Dr. Chris West - headshot

Dr. Chris West

Dr. West is a new Assistant Professor in the UBC School of Kinesiology. He completed in PhD in England investigating cardiorespiratory function and exercise performance in athletes with spinal cord injury (SCI). In 2011, he joined Dr Krassioukov’s laboratory as a post-doc to investigate mechanisms of disordered cardiovascular control after experimental SCI. He has published more than 20 papers in the field of SCI, conducted research at the last 3 Paralympic Games, and has received numerous accolades for his work.
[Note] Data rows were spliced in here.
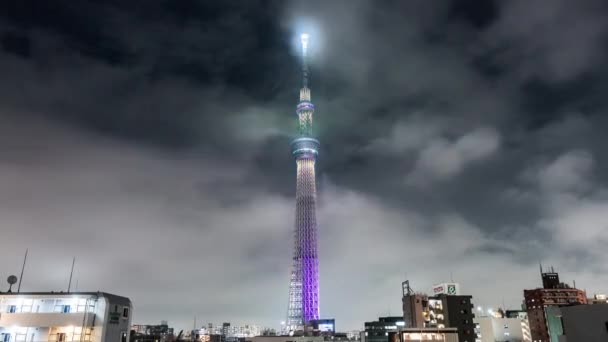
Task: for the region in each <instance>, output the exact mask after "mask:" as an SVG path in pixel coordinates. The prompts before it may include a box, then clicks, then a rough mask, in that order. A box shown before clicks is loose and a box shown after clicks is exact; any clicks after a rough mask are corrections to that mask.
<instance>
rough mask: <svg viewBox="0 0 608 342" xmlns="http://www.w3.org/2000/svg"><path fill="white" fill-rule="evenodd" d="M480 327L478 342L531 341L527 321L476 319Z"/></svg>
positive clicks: (478, 326)
mask: <svg viewBox="0 0 608 342" xmlns="http://www.w3.org/2000/svg"><path fill="white" fill-rule="evenodd" d="M475 323H477V325H478V341H481V342H525V341H530V339H529V329H527V320H522V319H520V318H518V317H513V318H506V317H494V316H482V317H475Z"/></svg>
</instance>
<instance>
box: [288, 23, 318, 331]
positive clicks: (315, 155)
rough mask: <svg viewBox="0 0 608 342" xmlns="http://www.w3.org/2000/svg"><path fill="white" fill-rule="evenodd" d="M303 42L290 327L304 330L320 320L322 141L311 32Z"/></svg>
mask: <svg viewBox="0 0 608 342" xmlns="http://www.w3.org/2000/svg"><path fill="white" fill-rule="evenodd" d="M301 42H302V76H303V82H302V88H301V89H300V102H299V103H298V106H297V107H296V113H297V114H298V136H297V138H296V139H294V140H293V142H292V143H291V151H292V154H293V156H294V158H295V160H296V166H297V187H296V218H295V234H294V240H295V249H294V254H293V266H292V270H291V281H290V284H289V307H288V310H287V322H286V325H287V326H286V328H287V330H288V331H295V330H301V329H302V328H303V326H304V325H305V324H307V323H308V322H310V321H311V320H316V319H319V259H318V257H317V217H316V202H317V186H316V179H315V160H316V158H317V154H318V150H319V141H318V140H316V139H314V138H312V114H313V112H314V110H315V107H314V106H313V104H312V102H310V89H309V88H308V64H307V56H306V49H307V46H308V35H307V34H303V35H302V36H301Z"/></svg>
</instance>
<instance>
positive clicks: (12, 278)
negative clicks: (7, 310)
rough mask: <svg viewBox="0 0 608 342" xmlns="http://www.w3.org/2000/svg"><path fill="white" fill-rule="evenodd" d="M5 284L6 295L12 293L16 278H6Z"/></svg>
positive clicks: (16, 281)
mask: <svg viewBox="0 0 608 342" xmlns="http://www.w3.org/2000/svg"><path fill="white" fill-rule="evenodd" d="M6 282H7V283H8V293H11V292H13V285H15V284H16V283H17V276H15V275H10V276H8V278H7V279H6Z"/></svg>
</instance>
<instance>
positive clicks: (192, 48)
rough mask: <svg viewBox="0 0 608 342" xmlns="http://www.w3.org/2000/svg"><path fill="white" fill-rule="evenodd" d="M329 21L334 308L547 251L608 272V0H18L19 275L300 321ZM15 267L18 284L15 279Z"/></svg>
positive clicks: (583, 282) (494, 279)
In his new position his lab will take a translational approach to investigate mechanisms of cardiac and vascular decline after spinal cord injury.


Dr. John Kramer

Like Dr. West, Dr. Kramer is also a new Assistant Professor in the UBC School of Kinesiology. He has a BSc. in Kinesiology from the University of Calgary, an MSc in Neuroscience from UWO, and a PhD in Neuroscience from UBC, which he completed with Drs. Armin Curt and John Steeves. Dr. Kramer completed 2.5 years of postdoctoral studies in Switzerland and the United States, with research interests in SCI and pain. To date, he has made several important contributions to the validation of contact heat evoked potentials (CHEPs), as well as the development of clinical trial endpoints for SCI. Focused on the use of advanced neuroimaging and quantitative sensory testing techniques, his current work aims to better understand changes in the central nervous system related to the development of neuropathic pain. Using large SCI datasets, he is also exploring the relationship between pain, neurological recovery, and other secondary health outcomes.